Plotting mesh tallies along with the outline geometry in one function call.
This would be very helpful as a mesh tally plot is a very common output for posters, presentations papers.
The function allows lots of options for scaling, log plots, colorbars with args and lots of customizable options for imshow and contour via kwarg
testing of the plot includes some axis attribute checks and checking function runs but I've also been writting scripts to test the geometry like the one below

Checklist

  • I have performed a self-review of my own code
    - [ ] I have run clang-format on any C++ source files (if applicable)
  • I have followed the style guidelines for Python source files (if applicable)
  • I have made corresponding changes to the documentation (if applicable)
  • I have added tests that prove my fix is effective or that my feature works (if applicable)

tally_plotting

Example script to show this function in use

from matplotlib.colors import LogNorm
import matplotlib.pyplot as plt
import openmc

mat1 = openmc.Material()
mat1.add_element("Al", 1.0)
mat1.set_density("g/cm3", 7)

surf_1 = openmc.XPlane(x0=-10)
surf_2 = openmc.XPlane(x0=15)
surf_3 = openmc.YPlane(y0=-5)
surf_4 = openmc.YPlane(y0=20)
surf_5 = openmc.ZPlane(z0=-25)
surf_6 = openmc.ZPlane(z0=25)

region1 = +surf_1 & -surf_2 & +surf_3 & -surf_4 & +surf_5 & -surf_6
cell1 = openmc.Cell(region=region1, fill=mat1)

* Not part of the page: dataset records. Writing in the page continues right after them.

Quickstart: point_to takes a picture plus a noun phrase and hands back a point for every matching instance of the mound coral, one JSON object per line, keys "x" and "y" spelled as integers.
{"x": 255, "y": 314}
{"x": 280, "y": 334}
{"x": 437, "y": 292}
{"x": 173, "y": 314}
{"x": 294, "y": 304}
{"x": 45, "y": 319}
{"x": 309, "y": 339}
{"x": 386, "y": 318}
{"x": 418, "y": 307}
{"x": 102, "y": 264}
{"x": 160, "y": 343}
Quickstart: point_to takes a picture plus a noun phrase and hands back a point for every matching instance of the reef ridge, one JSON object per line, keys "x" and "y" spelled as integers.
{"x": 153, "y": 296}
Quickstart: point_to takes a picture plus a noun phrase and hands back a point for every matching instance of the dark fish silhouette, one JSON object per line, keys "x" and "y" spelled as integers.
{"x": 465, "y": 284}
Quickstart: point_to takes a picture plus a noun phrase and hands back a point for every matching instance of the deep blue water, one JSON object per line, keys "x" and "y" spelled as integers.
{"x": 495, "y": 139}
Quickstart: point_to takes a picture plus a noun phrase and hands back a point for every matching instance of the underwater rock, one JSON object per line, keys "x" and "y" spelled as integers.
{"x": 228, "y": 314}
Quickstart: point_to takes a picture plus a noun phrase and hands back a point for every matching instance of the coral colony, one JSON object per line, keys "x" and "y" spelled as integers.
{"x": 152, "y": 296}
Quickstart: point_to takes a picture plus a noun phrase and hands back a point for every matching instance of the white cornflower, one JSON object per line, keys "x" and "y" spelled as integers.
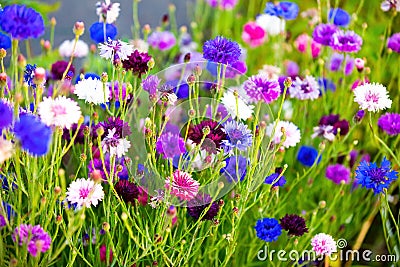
{"x": 6, "y": 149}
{"x": 62, "y": 112}
{"x": 81, "y": 49}
{"x": 85, "y": 192}
{"x": 372, "y": 97}
{"x": 92, "y": 91}
{"x": 108, "y": 11}
{"x": 271, "y": 24}
{"x": 115, "y": 145}
{"x": 292, "y": 133}
{"x": 115, "y": 49}
{"x": 237, "y": 105}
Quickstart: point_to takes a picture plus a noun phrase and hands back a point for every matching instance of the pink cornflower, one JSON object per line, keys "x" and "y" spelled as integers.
{"x": 372, "y": 97}
{"x": 323, "y": 244}
{"x": 304, "y": 41}
{"x": 85, "y": 192}
{"x": 62, "y": 112}
{"x": 253, "y": 34}
{"x": 182, "y": 185}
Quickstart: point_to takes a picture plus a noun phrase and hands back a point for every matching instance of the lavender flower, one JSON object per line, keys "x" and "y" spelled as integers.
{"x": 390, "y": 123}
{"x": 162, "y": 40}
{"x": 170, "y": 145}
{"x": 259, "y": 87}
{"x": 304, "y": 89}
{"x": 394, "y": 42}
{"x": 221, "y": 50}
{"x": 21, "y": 22}
{"x": 338, "y": 173}
{"x": 238, "y": 136}
{"x": 346, "y": 41}
{"x": 36, "y": 239}
{"x": 323, "y": 34}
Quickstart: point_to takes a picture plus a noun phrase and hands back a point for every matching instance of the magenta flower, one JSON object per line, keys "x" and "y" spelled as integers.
{"x": 182, "y": 185}
{"x": 36, "y": 239}
{"x": 162, "y": 40}
{"x": 323, "y": 244}
{"x": 338, "y": 173}
{"x": 253, "y": 34}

surf_7 = openmc.XPlane(x0=-35, boundary_type="vacuum")
surf_8 = openmc.XPlane(x0=35, boundary_type="vacuum")
surf_9 = openmc.YPlane(y0=-35, boundary_type="vacuum")
surf_10 = openmc.YPlane(y0=35, boundary_type="vacuum")
surf_11 = openmc.ZPlane(z0=-35, boundary_type="vacuum")
surf_12 = openmc.ZPlane(z0=35, boundary_type="vacuum")

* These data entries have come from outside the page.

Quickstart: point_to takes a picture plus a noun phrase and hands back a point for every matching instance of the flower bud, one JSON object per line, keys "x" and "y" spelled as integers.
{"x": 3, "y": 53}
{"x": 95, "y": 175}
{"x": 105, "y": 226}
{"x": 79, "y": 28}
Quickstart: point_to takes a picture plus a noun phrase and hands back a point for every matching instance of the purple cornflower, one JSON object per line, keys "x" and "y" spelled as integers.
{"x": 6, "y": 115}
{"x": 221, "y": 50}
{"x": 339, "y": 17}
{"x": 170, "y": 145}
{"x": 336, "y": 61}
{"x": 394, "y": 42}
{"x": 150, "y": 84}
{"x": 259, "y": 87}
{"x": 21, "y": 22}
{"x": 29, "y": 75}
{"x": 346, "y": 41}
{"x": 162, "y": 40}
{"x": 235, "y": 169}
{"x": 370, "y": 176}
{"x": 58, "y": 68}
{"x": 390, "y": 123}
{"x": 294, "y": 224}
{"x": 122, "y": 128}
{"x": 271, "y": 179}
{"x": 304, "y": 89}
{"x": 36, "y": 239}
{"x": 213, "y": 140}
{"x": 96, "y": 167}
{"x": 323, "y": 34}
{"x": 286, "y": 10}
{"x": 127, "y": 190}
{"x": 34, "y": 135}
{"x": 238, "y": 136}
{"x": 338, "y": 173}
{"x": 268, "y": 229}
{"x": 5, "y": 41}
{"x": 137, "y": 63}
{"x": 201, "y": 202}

region2 = +surf_7 & -surf_8 & +surf_9 & -surf_10 & +surf_11 & -surf_12
cell2 = openmc.Cell(region=region2 & ~region1)

my_geometry = openmc.Geometry([cell1, cell2])
ww_r_mesh = openmc.RegularMesh().from_domain(my_geometry)
ww_r_mesh_filter = openmc.MeshFilter(ww_r_mesh)

n_flux_r_mesh_tally = openmc.Tally(name="flux_on_r_mesh")
n_flux_r_mesh_tally.filters = [ww_r_mesh_filter]
n_flux_r_mesh_tally.scores = ["flux", "heating"]

tallies = openmc.Tallies([n_flux_r_mesh_tally])

my_materials = openmc.Materials([mat1])

my_settings = openmc.Settings()
my_settings.batches = 2
my_settings.inactive = 0
my_settings.particles = 100000
my_settings.run_mode = "fixed source"

source = openmc.IndependentSource()
source.angle = openmc.stats.Isotropic()
source.energy = openmc.stats.Discrete([14e6], [1])
source.space = openmc.stats.Point(region1.bounding_box.center)
my_settings.source = source

model = openmc.Model(my_geometry, my_materials, my_settings, tallies)
filename = model.run()

with openmc.StatePoint(filename) as statepoint:
    neutron_tally = statepoint.get_tally(name="flux_on_r_mesh")

for score in ["flux", "heating"]:
    max_v = max(neutron_tally.get_slice(scores=[score]).mean.flatten())
    min_v = min(neutron_tally.get_slice(scores=[score]).mean.flatten()) + 0.001
    # + 0.001 avoids log plot with zero values

    plot = openmc.plot_mesh_tally(
        tally=neutron_tally,
        basis="xy",
        score=score,
        axis_units="cm",
        value="mean",
        outline=True,
        geometry=my_geometry,
        outline_by="cell",
        norm=LogNorm(vmin=min_v, vmax=max_v),
    )
    plot.figure.savefig(f"xy-{score}-neutron.png")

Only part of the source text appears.